Legacy

Caltech exists today because three of the preeminent scientists of the early twentieth century—Robert Andrews Millikan, Arthur Amos Noyes, and George Ellery Hale—sought to establish a research and educational center beyond the capacities and philosophies of existing academic institutions. Unconstrained by the prevailing focus on industrial applications of science, they envisioned an institute dedicated to the discovery and understanding of the fundamental principles of nature, believing that practical applications must flow from such advances.

Caltech quickly became one of the physics capitals of the world (and a leader in other fields). Caltech Physics, Mathematics & Astronomy faculty and alumni have received 14 Nobel Prizes in Physics, a Fields Medal, two Fundamental Physics Prizes, three Crafoord Prizes, and 16 National Medals of Science. In theoretical physics, professor David Politzer, past faculty members Richard Feynman, William Fowler, and Murray Gell-Mann, and alumnus Kenneth Wilson have all made Nobel Prize–winning discoveries.

Selected breakthroughs

• Fritz Zwicky, with the Carnegie Institution's Walter Baade, predicted neutron stars and correctly proposed that their births power supernovae. Zwicky predicted the existence of dark matter to explain anomalies in observed properties of galaxies.
• Richard Chace Tolman and J. Robert Oppenheimer developed the mathematical theory of neutron stars, and Oppenheimer deduced that massive stars could implode to form what we now call black holes.
• Richard Feynman invented Feynman diagrams and used them to formulate the laws of QED (quantum electrodynamics, the theory that explains quantum phenomena involving electromagnetic fields). He also made influential findings about superfluids and launched nanoscience and quantum information science.
• Willy Fowler explained how elements form by nuclear burning in stars. He spearheaded a combined theoretical, experimental, and observational program to investigate this process.
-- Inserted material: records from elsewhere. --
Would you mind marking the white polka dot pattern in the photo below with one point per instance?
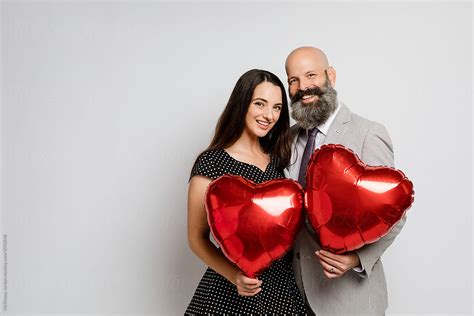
(217, 296)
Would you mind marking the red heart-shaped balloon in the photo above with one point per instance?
(351, 204)
(255, 224)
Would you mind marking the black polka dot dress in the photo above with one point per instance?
(215, 295)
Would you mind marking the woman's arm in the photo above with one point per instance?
(198, 239)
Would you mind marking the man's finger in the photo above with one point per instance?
(329, 268)
(330, 255)
(330, 261)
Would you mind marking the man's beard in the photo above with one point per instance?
(316, 113)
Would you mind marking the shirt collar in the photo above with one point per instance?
(324, 128)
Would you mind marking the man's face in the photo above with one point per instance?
(313, 99)
(305, 72)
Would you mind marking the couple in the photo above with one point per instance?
(253, 139)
• Murray Gell-Mann predicted quarks, the building blocks of particles. He formulated the concepts of strangeness and the eight-fold way, which brought order to the hundreds of elementary particles that had just been discovered.
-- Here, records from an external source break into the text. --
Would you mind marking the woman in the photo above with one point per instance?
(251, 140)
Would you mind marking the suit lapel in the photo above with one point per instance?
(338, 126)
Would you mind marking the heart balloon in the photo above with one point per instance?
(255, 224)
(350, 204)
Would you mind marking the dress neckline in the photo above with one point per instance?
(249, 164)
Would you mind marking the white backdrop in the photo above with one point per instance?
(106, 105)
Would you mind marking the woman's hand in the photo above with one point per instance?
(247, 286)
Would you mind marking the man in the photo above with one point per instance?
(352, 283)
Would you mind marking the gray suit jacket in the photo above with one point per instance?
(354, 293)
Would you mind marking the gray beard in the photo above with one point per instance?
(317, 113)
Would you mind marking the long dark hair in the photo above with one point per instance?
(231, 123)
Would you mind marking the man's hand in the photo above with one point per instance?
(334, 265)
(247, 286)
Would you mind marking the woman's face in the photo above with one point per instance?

• Maarten Schmidt and visiting scholar Donald Lynden-Bell made fundamental contributions to the discovery and understanding of quasars and how they are powered. This work "expanded the scale of the observable Universe and led to our present view of a violent Universe in which massive black holes play a key role (Kavli Prize citation).''
• Peter Goldreich explained the observed structure of our solar system and predicted new structural features that were later observed.
• David Politzer discovered asymptotic freedom, the characteristic of quarks that allows them to form protons and neutrons. This established quantum field theory as the basic language of high energy physics.
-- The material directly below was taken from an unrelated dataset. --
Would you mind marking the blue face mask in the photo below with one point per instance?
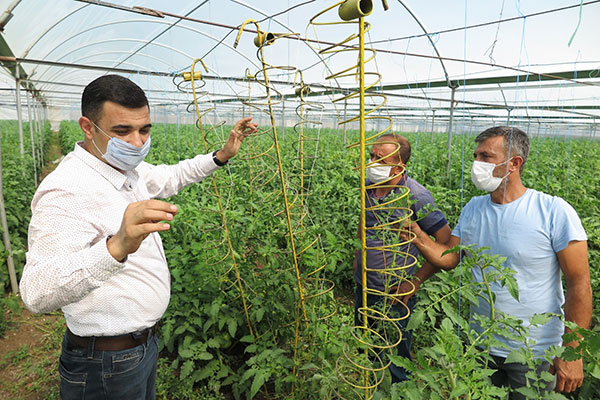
(123, 155)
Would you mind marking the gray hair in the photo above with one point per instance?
(515, 140)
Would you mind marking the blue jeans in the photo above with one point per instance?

• John Schwarz co-invented superstring theory, independently pursuing this work for 12 years until his and Michael Green's discovery of the Green–Schwarz Mechanism in 1984. That discovery catalyzed the "first superstring revolution," bringing string theory back into the mainstream.
• Kip Thorne launched a new era in gravitational astrophysics by advancing theoretical, experimental, and observational investigation of gravitational waves. Thorne's insights also underpinned new efforts to experimentally realize quantum phenomena at large scales. Together with Stephen Hawking, who visits Caltech annually as a Sherman Fairchild Distinguished Scholar, Thorne shaped theory about gravity, spacetime, and relativity.
• Mark Wise and Larry Abbott were among the early groups to calculate the gravitational wave spectrum from inflation and determine its influence on the fluctuations of the temperature of the microwave background radiation.
• Mark Wise, in collaboration with Nathan Isgur and others, developed the heavy quark expansion for the interactions of quarks with masses much larger than the scale of the strong interactions. In the process, he discovered new symmetries of the strong interactions that arise in the heavy quark mass limit. This enabled precise model independent predictions for the strong and weak interactions of hadrons containing a heavy bottom or charm quark.
• Marc Kamionkowski, collaborating with a Caltech experimental group, invented a method for measuring the large-scale geometry of the universe and probing its inflationary birth. His work enabled the group to confirm the existence of dark matter and dark energy using temperature maps of cosmic microwave background radiation. It also underpinned the BICEP2 experiment, which provided the first direct evidence of primordial gravitational waves, supporting the theory of cosmic inflation.
• John Preskill's discoveries in quantum error correction made quantum computation possible in principle.
• Alexei Kitaev, who explores and builds deep connections between condensed matter and quantum information, invented the concept of topological quantum computation.